# Salmon Lox - To use pink salt or not?



## hfactor (Aug 20, 2013)

So what is the determination on the use of pink salt or not?  I've done a few batches without the pink, and it came out just fine.  But I've wondered what potential problems I might have if I let the salmon sit in the refrigerator for more than a week without curing of the pink salt compounds.  I usually place salmon in a mixture of two cups of sea salt, and two cups of brown sugar.  I let that sit in the refrigerator for 12 to 16 hours, then I rinse the salmon.  Then air dry it for 24 hours and smoke for 6 hours.  Vacuum seal, and into the refrigerator for a few days to mellow....


----------



## dirtsailor2003 (Aug 21, 2013)

All of the lox recipes that I have used don't have cure (pink salt, Mortons, etc) in them.

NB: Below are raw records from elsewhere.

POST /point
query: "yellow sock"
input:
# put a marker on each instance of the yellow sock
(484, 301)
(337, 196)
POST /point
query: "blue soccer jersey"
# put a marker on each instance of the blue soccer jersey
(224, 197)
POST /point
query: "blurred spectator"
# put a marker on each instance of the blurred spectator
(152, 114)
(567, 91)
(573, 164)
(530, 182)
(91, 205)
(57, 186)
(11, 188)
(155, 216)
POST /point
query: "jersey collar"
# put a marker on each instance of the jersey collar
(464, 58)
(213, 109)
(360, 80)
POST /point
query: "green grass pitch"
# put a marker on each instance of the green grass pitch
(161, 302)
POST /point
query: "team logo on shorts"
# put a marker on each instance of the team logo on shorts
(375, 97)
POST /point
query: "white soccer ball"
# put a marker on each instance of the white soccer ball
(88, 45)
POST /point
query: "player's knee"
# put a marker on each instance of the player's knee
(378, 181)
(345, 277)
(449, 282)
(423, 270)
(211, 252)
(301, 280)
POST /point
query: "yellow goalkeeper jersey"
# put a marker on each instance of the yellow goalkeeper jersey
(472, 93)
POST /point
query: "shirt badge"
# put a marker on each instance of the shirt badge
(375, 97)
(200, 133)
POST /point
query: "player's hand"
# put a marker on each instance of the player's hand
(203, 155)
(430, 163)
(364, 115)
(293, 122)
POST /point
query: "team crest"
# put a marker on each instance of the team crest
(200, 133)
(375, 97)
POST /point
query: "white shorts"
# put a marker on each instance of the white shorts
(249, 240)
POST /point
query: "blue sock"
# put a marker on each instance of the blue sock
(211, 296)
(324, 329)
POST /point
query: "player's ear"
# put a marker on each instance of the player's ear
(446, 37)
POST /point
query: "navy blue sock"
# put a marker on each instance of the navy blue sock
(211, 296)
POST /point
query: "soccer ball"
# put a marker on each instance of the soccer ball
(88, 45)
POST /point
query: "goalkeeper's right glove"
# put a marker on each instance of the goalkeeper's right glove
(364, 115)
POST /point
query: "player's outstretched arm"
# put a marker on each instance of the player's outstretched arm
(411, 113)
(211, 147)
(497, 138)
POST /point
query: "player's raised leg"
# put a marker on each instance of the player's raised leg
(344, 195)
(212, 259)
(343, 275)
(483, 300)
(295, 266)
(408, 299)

I wouldn't let it sit for days in a fridge after smoking. We eat it pretty fast, or it gets vac-packed and into the freezer.


----------



## daveomak (Aug 21, 2013)

hfactor, morning.....  Great question.....  I learned about cure when I joined this forum....  I probably smoked several thousand pounds of fish before I joined....  Now that I have become educated in food safety from this place, cure #1 is in use at this household.....  

If you have any meat in a smoker, and you are smoking the finished product for a "length" of time under 140 deg F internal temp, there is the possibility of botulism growing....   Salt does not kill botulism... Smoking meats reduces the oxygen in the smoker.... reduced oxygen and temps between 40-140 deg F is the perfect environment for botulism to grow.... 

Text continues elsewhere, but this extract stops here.